Thirty years ago, Sandy Wood and other like-minded developers made the Short North affordable for idiosyncratic one-offs—because that is who they wanted there. “Sandy Wood is my hero,” gallerist Duff Lindsay says. “He lured me over here from Upper Arlington, and he frankly made me an offer I couldn’t refuse.”

But, like Lessner, restaurateur Jeff Benson, whose Burgundy Room was in the Short North from 2003 to 2011, sees a change. “Probably at this point, unfortunately, it’s just been priced out of our realm,” he says. “Now anyone who’s a smaller independent is just not going to be able to afford the rents there.”

New developments are part of the change. Lindsay points to the redeveloped Fireproof Records building, which will include a Chipotle. “The people that are building that development can’t afford to rent that space on the corner to a mom-and-pop burrito joint,” Lindsay says. “Only a business like [Chipotle] is going to be able to afford that brand-new, deluxe layout and High Street frontage and all that.”

Benson is concerned the celebrated diversity of the Short North is diminished when it is mostly multi-unit operators—not independents—that can afford to move into the neighborhood. He expects increasing numbers of already established businesses to enter the marketplace. “To me, it’s just maybe not as exciting,” he says. He adds that “the bigger guys” are taking their cue from early pioneers in the Short North. “ ‘They’re the ones that gambled and built the traffic there—now we’ll come in,’ ” he says.

But Betsy Pandora of the Short North Alliance says chains are hardly a new phenomenon. “I think it’s interesting that there’s this perception that there are so many chains coming into the Short North and that this is a new thing,” she comments, adding independents and chains have always coexisted, and that many of the latter—like Donatos, White Castle and Jeni’s Splendid Ice Creams—are headquartered in Ohio.

Lessner reports she sees fewer regular customers and more tourists—though this is not necessarily a bad thing.
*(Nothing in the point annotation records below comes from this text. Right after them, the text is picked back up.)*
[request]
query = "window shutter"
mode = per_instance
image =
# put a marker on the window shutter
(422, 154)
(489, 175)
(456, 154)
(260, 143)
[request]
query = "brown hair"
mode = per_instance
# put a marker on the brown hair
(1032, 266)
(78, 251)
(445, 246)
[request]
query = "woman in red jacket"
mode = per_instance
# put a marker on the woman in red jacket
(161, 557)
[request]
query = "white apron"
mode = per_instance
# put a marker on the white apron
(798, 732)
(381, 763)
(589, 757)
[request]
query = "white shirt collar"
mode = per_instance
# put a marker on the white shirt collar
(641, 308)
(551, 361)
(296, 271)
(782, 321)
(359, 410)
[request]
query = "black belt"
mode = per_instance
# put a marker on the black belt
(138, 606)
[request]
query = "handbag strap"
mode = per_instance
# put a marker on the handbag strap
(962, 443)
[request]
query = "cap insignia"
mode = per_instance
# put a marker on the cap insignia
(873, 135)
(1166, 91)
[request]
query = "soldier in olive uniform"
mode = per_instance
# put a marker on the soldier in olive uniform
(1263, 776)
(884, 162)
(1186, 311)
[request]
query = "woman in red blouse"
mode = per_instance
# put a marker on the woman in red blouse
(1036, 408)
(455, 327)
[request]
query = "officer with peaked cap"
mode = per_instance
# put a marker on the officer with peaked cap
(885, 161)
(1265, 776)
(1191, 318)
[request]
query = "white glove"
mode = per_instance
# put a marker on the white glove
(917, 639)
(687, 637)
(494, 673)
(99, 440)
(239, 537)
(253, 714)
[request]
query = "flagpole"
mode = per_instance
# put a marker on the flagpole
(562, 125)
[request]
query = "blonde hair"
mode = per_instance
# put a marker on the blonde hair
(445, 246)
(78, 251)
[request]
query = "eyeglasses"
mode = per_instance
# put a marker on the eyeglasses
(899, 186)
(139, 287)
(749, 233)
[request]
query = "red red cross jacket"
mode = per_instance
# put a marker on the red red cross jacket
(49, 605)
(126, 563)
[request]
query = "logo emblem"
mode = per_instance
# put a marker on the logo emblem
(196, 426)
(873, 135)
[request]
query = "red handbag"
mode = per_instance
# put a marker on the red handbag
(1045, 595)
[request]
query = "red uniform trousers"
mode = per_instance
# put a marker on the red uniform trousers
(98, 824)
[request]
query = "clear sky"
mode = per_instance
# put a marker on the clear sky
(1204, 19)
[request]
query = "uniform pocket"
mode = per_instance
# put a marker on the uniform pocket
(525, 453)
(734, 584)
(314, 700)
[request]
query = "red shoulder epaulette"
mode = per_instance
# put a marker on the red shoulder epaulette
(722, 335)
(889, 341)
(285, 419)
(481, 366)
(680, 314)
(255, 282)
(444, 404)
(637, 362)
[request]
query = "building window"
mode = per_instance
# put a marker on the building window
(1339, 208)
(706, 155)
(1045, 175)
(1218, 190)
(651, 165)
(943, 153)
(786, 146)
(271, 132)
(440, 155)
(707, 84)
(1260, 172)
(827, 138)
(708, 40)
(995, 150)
Pandora says recognizable brands lure newbies into the Short North from Ohio State University, neighboring hotels and the convention center. “On a daily basis, you literally have this churn of thousands of people who know nothing about Columbus, who know nothing about the Short North and how special it is,” she says. “When they’re walking outside and they recognize a brand, it draws them into the neighborhood.”

Although Lessner describes Betty’s relocation as “painful,” she remains philosophical. “Neighborhoods change,” she says. “That’s life.”

Lindsay also cautions against false nostalgia. Many mourn fewer galleries in the area, but he connects this impression to the geographical expansion of what is thought of as “the Short North.” “When the Short North was confined to a couple of blocks of High Street, it seemed like there were all of these galleries because it was a compressed little area,” Lindsay says. “Now that it’s spread out, it seems like there are fewer. Now, are there fewer? Yes, there probably are a few less.”

Pandora is optimistic the Short North’s homegrown appeal is undiminished. In 2013, she says, more businesses opened in the Short North than closed, “and over two-thirds of those businesses that we gained … were either locally headquartered or independently owned or Ohio-based businesses.”

Pandora also suggests if the Short North’s past is any indication, what lies ahead is full of promise. “If you look at the whole history of the district since it began its revitalization over the last 30-plus years, it’s always been changing,” she says. “I don’t know that you’ll find any one moment of consistency throughout the district’s life.”